Did you ever wonder, as you sped along the new dual-carriageways and motorways and admired, out of the corner of your eye, the tightly-packed birch or whatever on the steep wayside banks, what will happen when they grow much higher? Will they be topped? Or replaced? And at what stage is it possible that they might endanger life at 70-milesper-hour by falling onto the road? Much less risk of falling trees, you might think, than is to be met on many main and side roads. And you will have idly wondered who is responsible for the planting. The county? The contractors? Or perhaps some central authority?

You can learn a lot about it and read some pungent criticism of the planting policy in the Irish Arts Review for 1998, a handsome and stimulating publication. It is in the editorial, which starts with some faint praise of the golden daffodils seen after arriving at Dublin Airport but then goes on to expect, a month later "the traditional blossom of the may". The daffodils, it runs "are only one example - but the most obvious one - of the inappropriateness of most of the planting along Ireland's recent roads."

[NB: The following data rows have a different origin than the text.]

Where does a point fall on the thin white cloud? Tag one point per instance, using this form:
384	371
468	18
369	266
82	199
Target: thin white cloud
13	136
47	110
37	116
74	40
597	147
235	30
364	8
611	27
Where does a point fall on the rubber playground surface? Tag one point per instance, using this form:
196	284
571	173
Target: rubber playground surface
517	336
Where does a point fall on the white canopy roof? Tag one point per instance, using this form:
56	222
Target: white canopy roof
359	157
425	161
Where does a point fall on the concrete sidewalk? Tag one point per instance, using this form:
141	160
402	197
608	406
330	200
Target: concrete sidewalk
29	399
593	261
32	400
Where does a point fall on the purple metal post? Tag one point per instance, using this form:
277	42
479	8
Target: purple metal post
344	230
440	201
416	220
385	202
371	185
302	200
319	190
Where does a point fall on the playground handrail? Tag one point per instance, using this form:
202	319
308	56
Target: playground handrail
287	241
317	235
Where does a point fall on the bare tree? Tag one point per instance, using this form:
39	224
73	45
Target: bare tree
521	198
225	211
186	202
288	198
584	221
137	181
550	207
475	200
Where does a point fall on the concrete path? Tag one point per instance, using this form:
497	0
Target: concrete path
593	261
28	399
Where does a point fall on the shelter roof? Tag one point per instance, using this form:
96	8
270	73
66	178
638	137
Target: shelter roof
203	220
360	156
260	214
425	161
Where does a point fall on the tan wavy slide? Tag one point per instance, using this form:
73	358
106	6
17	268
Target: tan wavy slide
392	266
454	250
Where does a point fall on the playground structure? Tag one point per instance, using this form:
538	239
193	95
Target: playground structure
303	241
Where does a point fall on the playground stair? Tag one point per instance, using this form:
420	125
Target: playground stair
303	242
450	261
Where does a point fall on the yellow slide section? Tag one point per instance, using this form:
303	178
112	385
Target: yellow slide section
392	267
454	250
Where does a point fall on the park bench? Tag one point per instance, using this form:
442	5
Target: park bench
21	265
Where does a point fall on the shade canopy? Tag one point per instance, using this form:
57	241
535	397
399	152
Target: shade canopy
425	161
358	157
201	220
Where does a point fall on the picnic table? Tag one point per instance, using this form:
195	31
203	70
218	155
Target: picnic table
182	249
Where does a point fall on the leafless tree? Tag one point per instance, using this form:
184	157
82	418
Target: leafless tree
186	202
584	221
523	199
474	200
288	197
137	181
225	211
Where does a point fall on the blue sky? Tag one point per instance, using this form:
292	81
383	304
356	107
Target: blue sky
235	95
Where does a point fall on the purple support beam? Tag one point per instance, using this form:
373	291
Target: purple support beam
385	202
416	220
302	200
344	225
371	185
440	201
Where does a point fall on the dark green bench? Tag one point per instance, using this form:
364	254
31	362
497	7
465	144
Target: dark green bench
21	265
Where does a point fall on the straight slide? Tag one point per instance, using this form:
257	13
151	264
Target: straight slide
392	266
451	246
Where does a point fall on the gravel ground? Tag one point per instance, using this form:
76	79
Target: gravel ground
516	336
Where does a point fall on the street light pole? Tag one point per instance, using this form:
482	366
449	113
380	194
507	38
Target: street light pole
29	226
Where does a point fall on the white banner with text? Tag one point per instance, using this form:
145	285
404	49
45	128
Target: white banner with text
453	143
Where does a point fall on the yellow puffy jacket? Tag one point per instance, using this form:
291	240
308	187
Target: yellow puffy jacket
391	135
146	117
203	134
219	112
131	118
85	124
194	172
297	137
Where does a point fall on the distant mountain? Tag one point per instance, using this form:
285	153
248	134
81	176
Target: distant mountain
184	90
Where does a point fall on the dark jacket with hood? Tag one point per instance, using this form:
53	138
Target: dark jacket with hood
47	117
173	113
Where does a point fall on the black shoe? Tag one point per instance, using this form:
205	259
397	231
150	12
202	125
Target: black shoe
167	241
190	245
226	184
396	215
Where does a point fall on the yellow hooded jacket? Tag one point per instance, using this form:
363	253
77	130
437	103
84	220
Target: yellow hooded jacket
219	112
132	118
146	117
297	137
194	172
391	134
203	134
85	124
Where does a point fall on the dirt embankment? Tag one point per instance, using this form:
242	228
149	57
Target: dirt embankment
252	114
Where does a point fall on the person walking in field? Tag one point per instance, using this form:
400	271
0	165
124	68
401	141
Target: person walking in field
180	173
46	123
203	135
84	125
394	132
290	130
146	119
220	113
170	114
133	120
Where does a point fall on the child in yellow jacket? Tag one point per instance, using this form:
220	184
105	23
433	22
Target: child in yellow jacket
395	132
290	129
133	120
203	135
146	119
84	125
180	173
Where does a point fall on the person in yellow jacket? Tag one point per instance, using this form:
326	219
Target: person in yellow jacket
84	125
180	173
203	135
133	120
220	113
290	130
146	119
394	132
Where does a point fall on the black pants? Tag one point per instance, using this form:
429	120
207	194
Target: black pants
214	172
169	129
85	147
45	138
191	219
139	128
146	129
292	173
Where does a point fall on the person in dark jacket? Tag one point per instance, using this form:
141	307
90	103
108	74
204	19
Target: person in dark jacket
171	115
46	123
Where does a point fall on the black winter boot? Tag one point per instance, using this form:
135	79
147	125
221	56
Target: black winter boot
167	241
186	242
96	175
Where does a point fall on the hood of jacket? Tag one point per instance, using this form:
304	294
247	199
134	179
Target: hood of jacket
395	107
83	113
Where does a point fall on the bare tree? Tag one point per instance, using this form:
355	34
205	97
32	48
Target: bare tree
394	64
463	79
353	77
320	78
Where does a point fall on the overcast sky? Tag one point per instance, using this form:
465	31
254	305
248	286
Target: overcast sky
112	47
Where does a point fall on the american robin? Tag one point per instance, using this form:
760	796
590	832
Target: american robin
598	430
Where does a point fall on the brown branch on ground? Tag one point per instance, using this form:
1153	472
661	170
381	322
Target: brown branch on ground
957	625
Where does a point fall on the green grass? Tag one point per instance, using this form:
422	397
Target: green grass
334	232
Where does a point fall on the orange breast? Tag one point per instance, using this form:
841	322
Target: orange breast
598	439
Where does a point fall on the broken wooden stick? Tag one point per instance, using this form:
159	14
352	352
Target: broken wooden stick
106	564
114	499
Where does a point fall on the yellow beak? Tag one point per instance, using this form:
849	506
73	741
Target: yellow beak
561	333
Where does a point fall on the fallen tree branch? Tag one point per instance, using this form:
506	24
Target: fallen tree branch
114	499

A bit hard, that, but read on. First, it makes clear that the National Roads Authority, a semi-state body dating from 1994, co-ordinates the planning and construction of the new road system, but it is the individual county councils who design and build the roads, including landscaping and planting the verges. There are no regulations as to what is to be planted, only guidelines, which, according to the editorial, "while using native species such as alder and birch, focus more on low maintenance, fast growth, road safety, and noise abatement than on the creation of the traditional Irish hedgerow of hawthorn, blackthorn, gorse, bramble, elder, crab apple, old man's beard, and honeysuckle."

The editorial goes on to point out that this shows little attention is being paid to providing a habitat for wild life, which likes diversity in size and density, for example, "and does not like the recent road planting." As to flowers on the grassy verges, wildflowers have as little chance of surviving the frequent mowing "as a thrush has of building her nest in a clump of daffodils." It needs only one county council - or the NRA to take the lead, says the leaderwriter. A good clamour should arise now. We will come back to it.